Serhou Guirassy ist von den Freiburgern nicht zu stoppen. Er trifft gleich doppelt für den VfB Stuttgart. Foto: Baumann/Hansjürgen Britsch

Die Stuttgarter sind beim 5:0-Sieg im Landesduell nicht nur im Abschluss effizient, sondern sie demonstrieren Lust aufs Verteidigen. Das ist die Basis für weitere Erfolge, meint unser Sportredakteur Carlos Ubina.

5:0, 1:5, 5:0 – der VfB Stuttgart scheint zum Bundesligastart zu Extremen zu neigen. Doch das trifft nur ergebnistechnisch zu. Das Spiel wird stabiler und konstanter. Das haben die Fußballprofis im Trikot mit dem Brustring bislang in fünf von sechs Hälften dieser noch jungen Spielzeit gezeigt. Nur 45 Minuten in Leipzig bei der deftigen Niederlage waren schwach, ohne die nötige Widerstandsfähigkeit. Vieles andere war bislang stark, was die Elf von Sebastian Hoeneß geboten hat. Bochum hin, Freiburg her.

 

Ohnehin fällt auf, dass der Trainer seit seinem Amtsantritt im vergangenen April die Mannschaft gut ausbalanciert hat. Zwischen Defensive und Offensive, aber ebenso zwischen Teamfähigkeit und Individualität. Geschlossen trat der VfB jetzt beim 5:0-Erfolg im Landesduell gegen den SC Freiburg auf. Reif wirkten die Stuttgarter an diesem Nachmittag – und effizient. Die ersten Torschüsse waren Volltreffer: 3:0 stand es nach Toren von Serhou Guirassy (2) und Chris Führich. Das gab Sicherheit.
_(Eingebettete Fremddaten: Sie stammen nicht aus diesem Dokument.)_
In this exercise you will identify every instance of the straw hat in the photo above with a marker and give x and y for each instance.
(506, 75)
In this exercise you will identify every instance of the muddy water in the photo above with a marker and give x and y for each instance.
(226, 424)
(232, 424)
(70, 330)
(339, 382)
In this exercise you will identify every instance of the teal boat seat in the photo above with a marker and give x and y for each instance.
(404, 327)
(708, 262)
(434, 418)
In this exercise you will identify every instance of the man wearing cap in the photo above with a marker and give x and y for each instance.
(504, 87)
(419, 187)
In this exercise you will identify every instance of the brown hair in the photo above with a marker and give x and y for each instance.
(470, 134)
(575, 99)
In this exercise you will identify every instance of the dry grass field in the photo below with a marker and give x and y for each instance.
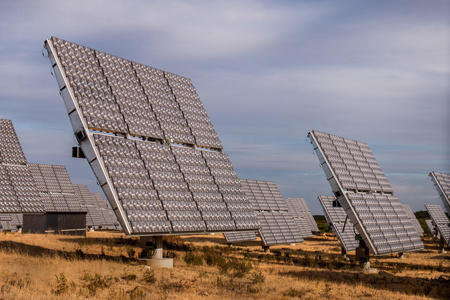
(105, 265)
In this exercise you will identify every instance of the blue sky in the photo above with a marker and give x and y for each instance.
(267, 72)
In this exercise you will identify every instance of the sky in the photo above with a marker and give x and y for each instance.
(267, 73)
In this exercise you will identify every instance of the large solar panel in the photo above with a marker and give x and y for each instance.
(339, 222)
(364, 192)
(413, 218)
(441, 221)
(11, 222)
(93, 218)
(442, 183)
(302, 215)
(108, 216)
(55, 188)
(18, 193)
(277, 223)
(150, 144)
(233, 237)
(99, 213)
(431, 227)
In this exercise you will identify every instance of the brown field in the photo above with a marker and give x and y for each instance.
(104, 265)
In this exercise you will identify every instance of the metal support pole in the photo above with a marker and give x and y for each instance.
(158, 247)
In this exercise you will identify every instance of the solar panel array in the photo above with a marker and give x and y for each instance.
(365, 194)
(442, 184)
(277, 224)
(339, 222)
(431, 227)
(413, 218)
(150, 144)
(99, 213)
(234, 237)
(10, 222)
(440, 220)
(55, 188)
(18, 193)
(302, 215)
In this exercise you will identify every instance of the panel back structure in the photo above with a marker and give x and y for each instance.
(18, 193)
(300, 210)
(150, 143)
(364, 192)
(413, 218)
(441, 221)
(277, 223)
(442, 184)
(339, 222)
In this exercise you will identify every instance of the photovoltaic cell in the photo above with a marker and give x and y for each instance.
(413, 218)
(10, 222)
(339, 222)
(431, 227)
(442, 183)
(150, 144)
(55, 188)
(18, 192)
(239, 237)
(302, 215)
(365, 194)
(277, 224)
(10, 149)
(441, 221)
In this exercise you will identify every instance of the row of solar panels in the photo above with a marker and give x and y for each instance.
(39, 188)
(283, 221)
(144, 132)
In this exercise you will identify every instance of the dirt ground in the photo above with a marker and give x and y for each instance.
(105, 265)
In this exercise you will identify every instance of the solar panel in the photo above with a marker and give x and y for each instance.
(277, 224)
(150, 144)
(10, 149)
(339, 222)
(413, 218)
(11, 222)
(55, 188)
(362, 189)
(431, 227)
(302, 216)
(93, 218)
(442, 183)
(5, 217)
(239, 237)
(18, 192)
(441, 221)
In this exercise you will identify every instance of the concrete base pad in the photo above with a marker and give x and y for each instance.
(370, 270)
(158, 262)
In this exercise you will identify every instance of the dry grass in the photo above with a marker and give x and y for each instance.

Und nach einer etwas ruhigeren Phase legten die Gastgeber erneut durch Führich und Enzo Millot nach.

Das mussten die Gäste aus dem Breisgau erst einmal verarbeiten. Christian Streich brauchte nach dem Abpfiff lange, um seinen ersten Ärger herunterzuschlucken und die Gedanken zu sortieren. Der SC-Coach sah seine Spieler in allen Belangen unterlegen. Vor allem, weil der VfB eine Tugend zeigte, die ansonsten die Freiburger auszeichnet: Die Lust aufs Verteidigen. Darauf basiert das Stuttgarter Spiel – und erst dann kommt die Leidenschaft fürs Angreifen.
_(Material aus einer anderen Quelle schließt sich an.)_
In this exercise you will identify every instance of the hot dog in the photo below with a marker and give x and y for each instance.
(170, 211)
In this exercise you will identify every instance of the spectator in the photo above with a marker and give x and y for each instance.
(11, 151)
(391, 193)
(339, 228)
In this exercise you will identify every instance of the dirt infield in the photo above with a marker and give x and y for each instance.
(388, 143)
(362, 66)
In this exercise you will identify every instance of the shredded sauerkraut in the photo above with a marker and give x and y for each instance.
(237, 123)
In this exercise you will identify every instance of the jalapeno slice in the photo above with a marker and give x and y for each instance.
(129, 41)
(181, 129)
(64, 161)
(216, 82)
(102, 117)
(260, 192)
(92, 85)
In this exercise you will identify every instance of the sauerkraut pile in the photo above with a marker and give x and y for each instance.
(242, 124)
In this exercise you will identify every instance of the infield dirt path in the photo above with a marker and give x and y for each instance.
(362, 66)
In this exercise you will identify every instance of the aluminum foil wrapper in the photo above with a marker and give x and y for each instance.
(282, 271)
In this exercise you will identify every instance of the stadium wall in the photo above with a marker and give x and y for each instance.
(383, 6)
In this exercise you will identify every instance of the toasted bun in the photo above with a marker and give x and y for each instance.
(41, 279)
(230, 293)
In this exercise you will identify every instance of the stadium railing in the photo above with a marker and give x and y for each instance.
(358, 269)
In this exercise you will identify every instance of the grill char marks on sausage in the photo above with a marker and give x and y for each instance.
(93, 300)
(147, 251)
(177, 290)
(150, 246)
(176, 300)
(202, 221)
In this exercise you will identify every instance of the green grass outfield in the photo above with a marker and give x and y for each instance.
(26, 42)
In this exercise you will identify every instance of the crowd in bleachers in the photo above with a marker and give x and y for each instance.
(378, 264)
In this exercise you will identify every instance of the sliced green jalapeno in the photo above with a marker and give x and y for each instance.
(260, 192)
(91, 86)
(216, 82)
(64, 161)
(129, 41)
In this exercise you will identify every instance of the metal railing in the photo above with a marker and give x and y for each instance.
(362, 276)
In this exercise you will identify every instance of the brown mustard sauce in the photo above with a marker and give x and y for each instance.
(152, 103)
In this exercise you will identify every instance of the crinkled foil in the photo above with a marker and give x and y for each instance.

Mit dem guten Gefühl, die richtige Mischung gefunden zu haben, geht der VfB in die Länderspielpause. Angenehme Momente werden das beim Blick auf die Tabelle. Sechs Punkte nach drei Partien dokumentieren die Heimstärke, aber ebenso, dass der Gruppe trotz der Abgänge der Leistungsträger Wataru Endo, Konstantinos Mavropanos und Borna Sosa einiges zuzutrauen ist. Dabei dürfte der VfB in den nächsten Monaten wohl weniger von individueller Klasse getragen werden, sondern mehr von mannschaftlicher Geschlossenheit.